Lima program utama pelindungan bahasa dan sastra tersebut
adalah Pemetaan Bahasa dan Sastra; Kajian Vitalitas Bahasa dan Sastra;
Konservasi Bahasa dan Sastra; Revitalisasi Bahasa dan Sastra; dan Peta dan
Registrasi Bahasa dan Sastra Daring.
Kepala Badan Bahasa Kemendikbud Dadang Sunendar mengatakan,
berdasarkan hasil pemetaan Badan Bahasa, saat ini ada 11 bahasa daerah yang
punah di Indonesia. Ke-11 bahasa daerah itu adalah Bahasa Tandia (Papua Barat);
Bahasa Mawes (Papua); Bahasa Kajeli/Kayeli (Maluku); Bahasa Piru
(Maluku); Bahasa Moksela (Maluku); Bahasa Palumata (Maluku); Bahasa
Ternateno (Maluku Utara); Bahasa Hukumina (Maluku); Bahasa Hoti (Maluku);
Bahasa Serua (Maluku); dan Bahasa Nila (Maluku).
“Sebuah bahasa disebut punah, hitungannya bukan dalam sebulan
atau dua bulan, melainkan puluhan tahun. Dalam tiga tahun terakhir, jumlah
bahasa (daerah) yang punah tidak berubah, masih tetap 11 bahasa. Tahun ini kita
percepat pemetaan bahasa daerah agar selanjutnya bisa fokus ke revitalisasi,”
ujar Dadang dalam Taklimat Media dalam rangka Hari Bahasa Ibu Internasional
2020 di Kantor Kemendikbud, Jakarta, Jumat (21/2/2020).
Dadang menuturkan, setelah melakukan pemetaan untuk bahasa
yang terancam punah, selanjutnya Badan Bahasa akan menurunkan peneliti untuk
menyisir kota atau daerah yang teridentifikasi terancam punah dari ratusan
bahasa daerah yang ada. “Jadi mana (bahasa) yang secara hipotesis mulai
terancam dan penurunannya drastis,” tuturnya
Ia mengatakan, ada beberapa hal yang menjadi hambatan dalam
pemetaan dan penelitian bahasa, yaitu terbatasnya jumlah peneliti dan anggaran.
“Lima provinsi yang banyak terancam punah secara geografis lokasinya sangat
jauh.

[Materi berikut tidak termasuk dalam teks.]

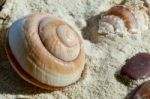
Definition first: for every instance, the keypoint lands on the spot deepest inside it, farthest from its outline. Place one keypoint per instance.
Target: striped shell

Selain itu (lamanya) peneliti berada di lokasi penelitian hanya bisa satu
atau dua minggu,” kata Dadang.
Untuk menyiasati hambatan tersebut, langkah yang ditempuh
Badan Bahasa adalah bekerja sama atau berkoordinasi dengan pemerintah daerah.
Badan Bahasa juga mengoptimalkan upayanya melalui unit pelaksana teknis (UPT)
Kemendikbud, yaitu Balai Bahasa yang tersebar di berbagai provinsi. “Kita sudah
bekerja sama dengan peneliti yang divalidasi pemda setempat dan Balai Bahasa di
provinsi,” ujar Dadang
Kerja sama antara pemerintah pusat dengan pemerintah daerah dalam upaya pelindungan bahasa tersebut sesuai dengan amanat Undang-Undang Nomor 24 Tahun 2009 tentang Bendera, Bahasa, dan Lambang Negara, serta Lagu Kebangsaan. Dalam UU tersebut, pasal 41 menyebutkan Pemerintah wajib mengembangkan, membina, dan melindungi bahasa dan sastra Indonesia agar tetap memenuhi kedudukan dan fungsinya dalam kehidupan bermasyarakat, berbangsa, dan bernegara, sesuai dengan perkembangan zaman. Kemudian dalam pasal 42 disebutkan, Pemerintah daerah wajib mengembangkan, membina, dan melindungi bahasa dan sastra daerah agar tetap memenuhi kedudukan dan fungsinya dalam kehidupan bermasyarakat sesuai dengan perkembangan zaman dan agar tetap menjadi bagian dari kekayaan budaya Indonesia
Pada peringatan Hari Bahasa Ibu Internasional tahun 2020,
UNESCO mengangkat tema “Bahasa tanpa batas”. Dalam Pengantar UNESCO untuk
Peringatan Hari Bahasa Ibu Internasional 2020 disebutkan, tema ini dilandasi
semangat bahwa bahasa lokal atau bahasa daerah dapat melintasi sekat-sekat yang
ada untuk mempromosikan dialog damai dan membantu melestarikan warisan
budaya asli. (Desliana Maulipaksi)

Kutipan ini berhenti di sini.